Amorfrutin B is the most selective and potent SPPARγM of various natural amorfrutins and partially recruits important transcriptional cofactors

We first analysed a series of amorfrutins isolated from the edible fruits of Amorpha fruticosa and edible roots of Glycyrrhiza foetida, or other natural resources, using in vitro binding assays. In addition to the four recently described amorfrutins [10], we discovered 34 amorfrutins and related natural products from 38 candidate compounds (ESM Fig. 1) with binding affinities for PPARγ ranging from 19 nmol/l to 6 μmol/l (ESM Fig. 2 and ESM Table 2). In agreement with our structural analyses of these natural products [11], amorfrutin B (Fig. 1a) had the lowest, nanomolar, binding affinity constant (K i) to PPARγ (K i = 19 nmol/l; Table 1) similar to the standard PPARγ-targeting drug RGZ (K i = 7 nmol/l; Table 1), and 12 times lower than the initially described amorfrutin A1 [10]. Additionally, the amorfrutins bound to the subtypes PPARα and PPARβ/δ (ESM Figs 3, 4 and ESM Table 2).
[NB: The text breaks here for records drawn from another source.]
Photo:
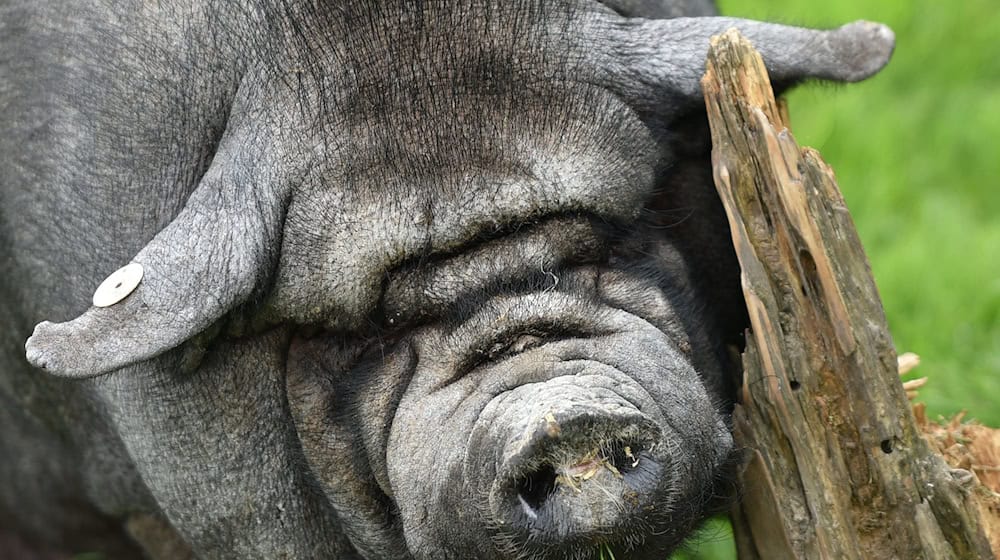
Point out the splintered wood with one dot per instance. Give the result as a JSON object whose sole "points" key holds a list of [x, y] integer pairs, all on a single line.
{"points": [[836, 465]]}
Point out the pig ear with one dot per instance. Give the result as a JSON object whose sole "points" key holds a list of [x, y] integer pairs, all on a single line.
{"points": [[210, 258], [670, 54]]}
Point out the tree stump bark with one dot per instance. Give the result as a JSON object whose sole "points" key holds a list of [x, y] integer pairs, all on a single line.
{"points": [[836, 468]]}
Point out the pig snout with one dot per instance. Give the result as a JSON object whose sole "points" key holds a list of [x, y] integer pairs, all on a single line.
{"points": [[576, 463]]}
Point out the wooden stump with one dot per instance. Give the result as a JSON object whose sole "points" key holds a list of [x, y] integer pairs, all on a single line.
{"points": [[836, 468]]}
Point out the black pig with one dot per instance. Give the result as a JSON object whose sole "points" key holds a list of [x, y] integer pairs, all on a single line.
{"points": [[409, 279]]}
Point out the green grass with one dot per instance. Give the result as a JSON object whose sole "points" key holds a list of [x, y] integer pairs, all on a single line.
{"points": [[917, 155]]}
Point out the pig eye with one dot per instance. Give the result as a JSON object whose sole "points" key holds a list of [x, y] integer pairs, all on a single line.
{"points": [[518, 344]]}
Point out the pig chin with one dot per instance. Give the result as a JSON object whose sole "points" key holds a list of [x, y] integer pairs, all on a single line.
{"points": [[608, 439]]}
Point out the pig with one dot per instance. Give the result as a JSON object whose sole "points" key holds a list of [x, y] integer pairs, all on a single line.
{"points": [[405, 279]]}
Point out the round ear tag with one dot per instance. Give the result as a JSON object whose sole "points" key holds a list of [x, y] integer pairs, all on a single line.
{"points": [[120, 284]]}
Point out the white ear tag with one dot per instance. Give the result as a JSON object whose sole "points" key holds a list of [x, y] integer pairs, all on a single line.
{"points": [[120, 284]]}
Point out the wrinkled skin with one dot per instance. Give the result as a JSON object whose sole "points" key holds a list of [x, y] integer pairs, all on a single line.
{"points": [[422, 279]]}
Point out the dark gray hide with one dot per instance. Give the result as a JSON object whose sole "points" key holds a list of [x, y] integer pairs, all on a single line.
{"points": [[422, 279]]}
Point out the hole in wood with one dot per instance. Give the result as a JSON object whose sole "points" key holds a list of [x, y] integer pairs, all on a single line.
{"points": [[808, 264]]}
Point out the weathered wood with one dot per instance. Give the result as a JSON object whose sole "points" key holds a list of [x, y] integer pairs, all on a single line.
{"points": [[837, 468]]}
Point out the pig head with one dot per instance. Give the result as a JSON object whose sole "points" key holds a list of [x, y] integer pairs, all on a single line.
{"points": [[420, 279]]}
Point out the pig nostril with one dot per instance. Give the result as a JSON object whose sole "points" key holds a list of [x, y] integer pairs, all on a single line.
{"points": [[534, 489]]}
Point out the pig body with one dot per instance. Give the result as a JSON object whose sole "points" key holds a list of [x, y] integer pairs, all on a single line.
{"points": [[421, 279]]}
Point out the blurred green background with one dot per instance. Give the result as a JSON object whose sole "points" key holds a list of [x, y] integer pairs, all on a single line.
{"points": [[916, 150]]}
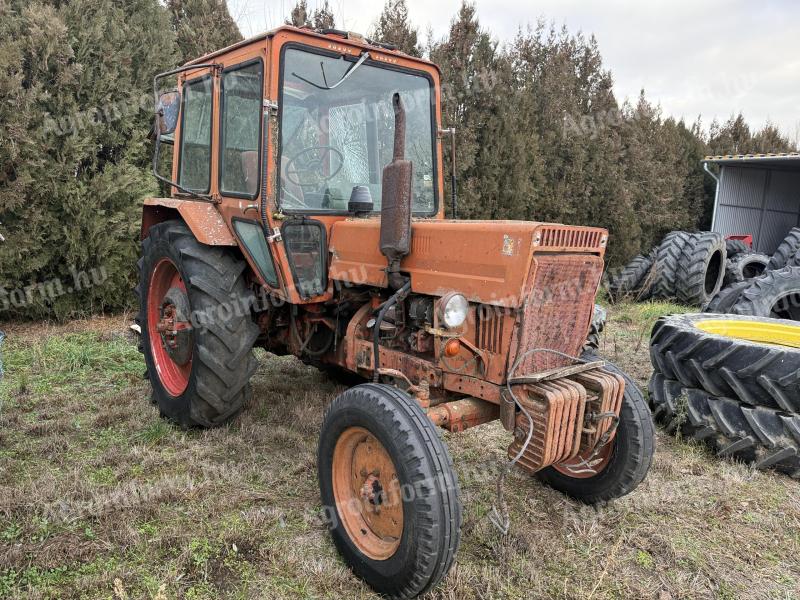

Amorfrutin B revealed potent binding to PPARα (K i = 2,624 nmol/l, Table 1) and PPARβ/δ (K i = 1,782 nmol/l, Table 1) with low-micromolar affinity, suggesting that this compound may also modulate the activity of these PPARs. Such partial pan-PPAR modulation may facilitate the concomitant treatment of diabetes-associated disorders, but is difficult to trace mechanistically because of the involvement, and potential cross-talk, of various tissues.

Fig. 1
figure 1

Amorfrutin B induces partial activation of PPARs. (a) Chemical structure of amorfrutin B. (b) Transcriptional activation of PPARγ by amorfrutin B (black triangles) or rosiglitazone (grey squares) in a reporter gene assay. (c) Transcriptional activation of PPARα by amorfrutin B (black triangles) or GW7647 (grey circles) in a reporter gene assay. (d) Transcriptional activation of PPARβ/δ by amorfrutin B (black triangles) or GW0742 (grey diamonds) in a reporter gene assay. (ei) Recruitment of transcriptional cofactor peptides to PPARγ-LBD titrated with amorfrutin B (black triangles) or rosiglitazone (grey squares). Binding of cofactor peptides was measured by time-resolved fluorescence resonance energy transfer. Recruitment is represented relative to RGZ. Peptides are derived from coactivators CBP (e), PGC1α (f), TRAP220/DRIP (g), PRIP/RAP250 (h) or corepressor NCoR (i). Data are expressed as mean ± SD (n = 3)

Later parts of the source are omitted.